# Controls for wood boiler and oil boiler in parallel



## dennisd499 (Feb 14, 2008)

Apologies if the answer to this inquiry already exists, but I have limited hi-speed Internet access at work, and only lo speed at home.  My ability to conduct long Internet searches is severely limited.

I am looking for a layman's (or equivalent) schematic of the piping,  devices and controls for a 2 boiler (wood and oil) hot water system connected in parallel.  I have this combination but I think I am missing a basic component, or something is not set correctly, or something is not working properly.   My oil burner cycles on even when the wood boiler is at temp and the boiler loop circulator is running (supposedly moving water through both boilers).  This happens when there is heat demand and when there is no heat demand.  There is the standard Honeywell L4148 aquastat on the oil boiler to control hi temp, circulators, and burner firing.  There is an overheat aquastat which starts a circulator and opens the relief loop zone valve.

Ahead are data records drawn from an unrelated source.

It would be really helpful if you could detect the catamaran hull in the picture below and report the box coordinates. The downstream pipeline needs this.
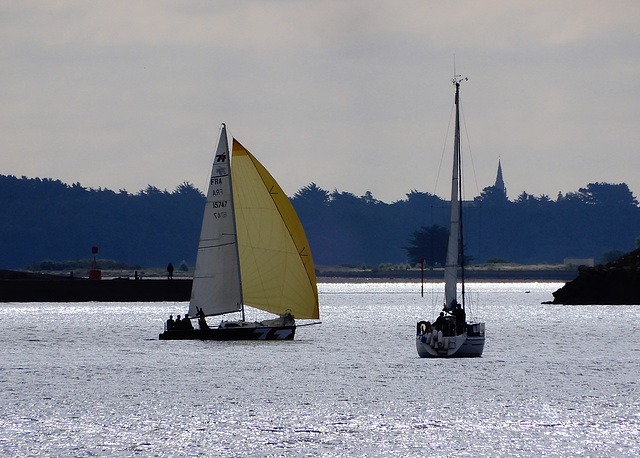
[159,326,296,340]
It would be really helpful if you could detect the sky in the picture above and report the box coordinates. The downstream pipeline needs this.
[0,0,640,203]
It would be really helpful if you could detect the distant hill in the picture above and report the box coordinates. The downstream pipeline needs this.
[0,175,640,269]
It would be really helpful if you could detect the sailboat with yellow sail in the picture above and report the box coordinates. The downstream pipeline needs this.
[160,124,319,340]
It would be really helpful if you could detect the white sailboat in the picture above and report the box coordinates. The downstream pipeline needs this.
[160,124,319,340]
[416,75,485,358]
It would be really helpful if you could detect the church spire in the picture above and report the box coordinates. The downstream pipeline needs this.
[493,159,507,199]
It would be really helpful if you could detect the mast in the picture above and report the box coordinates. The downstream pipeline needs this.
[444,75,466,312]
[222,127,245,321]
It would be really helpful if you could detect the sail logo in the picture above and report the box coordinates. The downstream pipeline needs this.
[211,165,229,180]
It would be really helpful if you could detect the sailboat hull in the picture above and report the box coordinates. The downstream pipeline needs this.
[416,323,485,358]
[159,326,296,340]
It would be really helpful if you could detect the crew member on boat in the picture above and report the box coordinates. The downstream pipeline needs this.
[196,307,209,329]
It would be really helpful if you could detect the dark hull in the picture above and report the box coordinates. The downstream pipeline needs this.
[159,326,296,340]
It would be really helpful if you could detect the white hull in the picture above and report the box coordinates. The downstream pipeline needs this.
[416,323,485,358]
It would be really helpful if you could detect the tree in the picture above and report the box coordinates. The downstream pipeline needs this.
[578,183,638,207]
[404,224,449,266]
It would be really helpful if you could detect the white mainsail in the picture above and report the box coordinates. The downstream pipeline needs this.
[189,125,319,319]
[189,124,242,316]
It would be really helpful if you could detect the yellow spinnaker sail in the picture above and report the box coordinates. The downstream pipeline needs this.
[231,139,319,319]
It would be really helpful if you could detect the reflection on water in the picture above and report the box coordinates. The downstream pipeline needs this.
[0,283,640,456]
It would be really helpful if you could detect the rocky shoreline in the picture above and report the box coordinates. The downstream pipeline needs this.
[551,249,640,305]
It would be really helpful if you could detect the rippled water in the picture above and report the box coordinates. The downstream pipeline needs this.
[0,283,640,457]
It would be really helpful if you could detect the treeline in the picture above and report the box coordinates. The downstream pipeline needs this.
[0,175,640,269]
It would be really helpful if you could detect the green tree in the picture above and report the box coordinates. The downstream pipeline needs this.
[404,224,449,266]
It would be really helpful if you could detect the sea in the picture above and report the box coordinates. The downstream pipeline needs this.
[0,283,640,457]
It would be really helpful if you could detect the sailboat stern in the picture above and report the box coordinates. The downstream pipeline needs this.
[416,323,484,358]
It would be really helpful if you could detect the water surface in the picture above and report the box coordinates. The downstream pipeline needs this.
[0,283,640,457]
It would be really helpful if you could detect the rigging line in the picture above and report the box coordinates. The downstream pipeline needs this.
[460,96,480,196]
[433,103,455,196]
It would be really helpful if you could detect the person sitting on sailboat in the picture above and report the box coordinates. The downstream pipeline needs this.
[180,313,193,329]
[167,315,176,331]
[453,304,467,335]
[196,307,209,329]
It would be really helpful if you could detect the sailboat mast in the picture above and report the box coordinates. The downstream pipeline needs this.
[444,75,464,311]
[223,132,245,321]
[456,81,465,309]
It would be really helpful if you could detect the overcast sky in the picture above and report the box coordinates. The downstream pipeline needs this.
[0,0,640,203]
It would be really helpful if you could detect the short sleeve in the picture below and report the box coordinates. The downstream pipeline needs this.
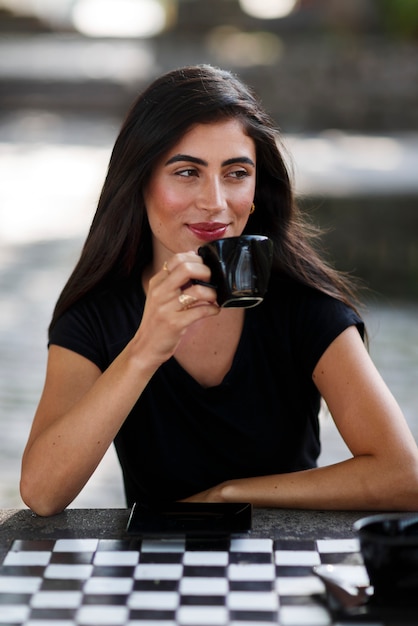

Rather than go into more detail, best for me to answer clarification questions based on a mutual model (schematic).

The goal is to solve the problem of unnecessary and unwanted oil burner operation when wood boiler is at or near operating temperature.

Thanks.


----------



## Eric Johnson (Feb 14, 2008)

Well Dennis, we've got one-stop shopping here. Welcome to the Boiler Room.

I'm sure your question will be answered, perhaps in more than one way, before sundown.


----------



## ISeeDeadBTUs (Feb 14, 2008)

Pretty much the problem I had last year. The Viessmann didn't realize the GW was going to send heat, so the oil would fire. Viessmann makes a 'V-Module', but since the Germans won't tell anyone exactly how it works, I haven't gone that route yet. 

Unplugging the burner, however, has worked quite well ;-)


----------



## sparke (Feb 14, 2008)

There are more sophisticated controls others will probably share with you. I will share the way I did it. I put on a strap on aquastat on the supply line from wood boiler to oil boiler. I then separated my oil burner circuit from my circulater circuit. When the supply temp from the wood reaches 160* (set where you want) - the normally closed contact opens. This turns off the oil gun as long as my wood boiler is circulating water. 

I have changed that set up with my new boiler but that is another story...


----------



## Eric Johnson (Feb 14, 2008)

I do what Jimbo does--switch off the gas burner because there's no need for it.


----------



## Nofossil (Feb 14, 2008)

I have exactly that situation. I've documented my setup on my site - link in my signature below. I also got around to making a cleaner plumbing diagram


----------



## sparke (Feb 14, 2008)

Keep in mind the original poster may have an older wood boiler that will not provide an overnight burn.  He may need the oil to kick in early A.M.  ...

Dennis something else that works is to reset your  temp setting on the oil burner to 160* or 170* instead of 180*  That will help prevent the oil burner fom coming on unless you let the temp drop in the wood boiler...


----------



## Nofossil (Feb 14, 2008)

From a controls point of view, there are a lot of options. I like th idea of using an aquastat in the wood boiler and a relay. When the wood boiler is hot, it can activate the relay. The relay contacts can disable the oil boiler when the wood is hot, This would provide automatic failover to oil when the wood goes out. Simply wire the 'normally closed contacts in series with the oil burner power, for instance, or in series with the demand signal from the thermostats.


----------



## BrownianHeatingTech (Feb 15, 2008)

nofossil said:
			
		

> From a controls point of view, there are a lot of options. I like th idea of using an aquastat in the wood boiler and a relay. When the wood boiler is hot, it can activate the relay. The relay contacts can disable the oil boiler when the wood is hot, This would provide automatic failover to oil when the wood goes out. Simply wire the 'normally closed contacts in series with the oil burner power, for instance, or in series with the demand signal from the thermostats.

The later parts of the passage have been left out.